What is Arena used for?

Arena is used to evaluate and compare AI models through anonymous side by side testing, community voting, and public leaderboards across multiple task types.

How does Arena rank models?

Arena uses pairwise human preference votes and applies the Bradley Terry rating framework to turn those comparisons into leaderboard rankings.

Does Arena only evaluate chat models?

No. Arena publishes leaderboards for several categories including text, code, text to image, image edit, text to video, image to video, video edit, vision, document, and search.

Can enterprises use Arena for formal evaluations?

Yes. Arena offers AI evaluation services for enterprises, model labs, and developers that are grounded in real world human feedback.
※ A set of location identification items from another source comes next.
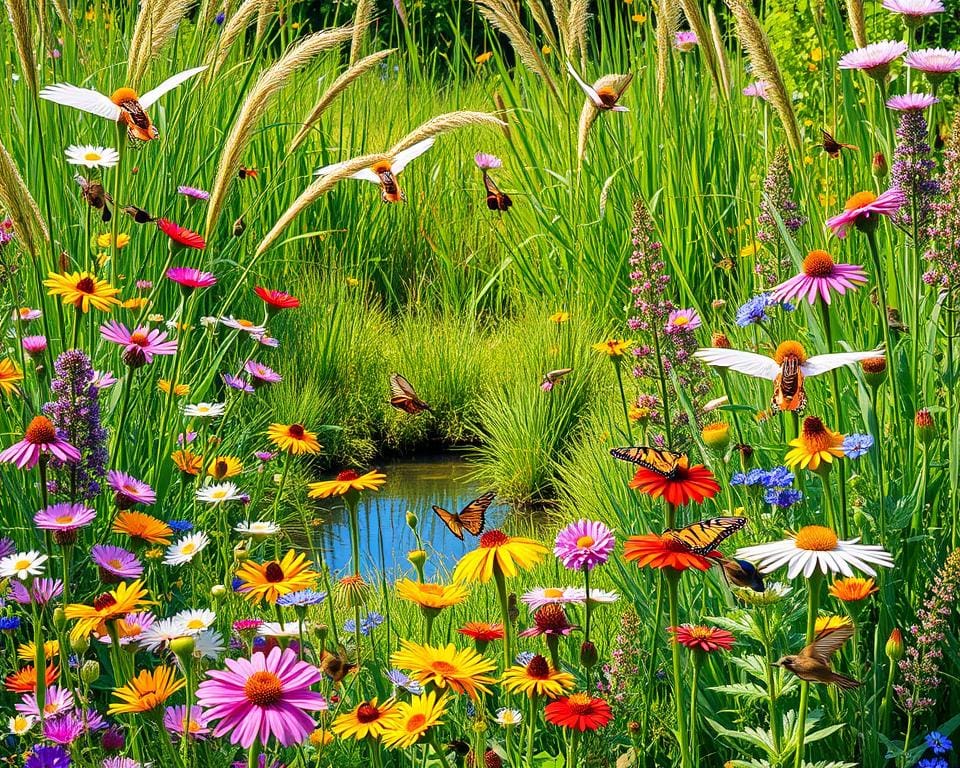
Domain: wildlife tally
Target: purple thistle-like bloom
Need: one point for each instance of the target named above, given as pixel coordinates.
(129, 490)
(584, 544)
(115, 563)
(76, 414)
Does Arena support open research?

Yes. Arena publishes open datasets, research papers, and the Arena Rank package that powers its leaderboard methodology.

What is Arena Expert?

Arena Expert is an evaluation layer that focuses on expert level prompts to create sharper distinctions between top models on difficult real world tasks.

Arena

Arena is an AI evaluation platform that lets users compare anonymous models, vote on outputs, and explore public leaderboards across text, code, image, video, vision, document, and search tasks.

Visit Arena

About Arena

Arena is a community powered AI evaluation platform created by researchers from UC Berkeley. The platform is designed to help people understand how frontier AI models perform in real world use by collecting human feedback and shaping public rankings from live comparisons.

Its core workflow centers on anonymous side by side model comparisons. A user submits a prompt, reviews responses from two anonymous models in battle mode, and votes for the output that best matches the task. After the vote, model identities are revealed, and that feedback contributes to Arena’s public leaderboards.

Arena supports evaluation across a broad set of categories rather than only general chat. Its public rankings span overall, text, code, text to image, image edit, text to video, image to video, video edit, vision, document, and search use cases. Arena also offers AI evaluation services for enterprises, model labs, and developers grounded in real world human feedback.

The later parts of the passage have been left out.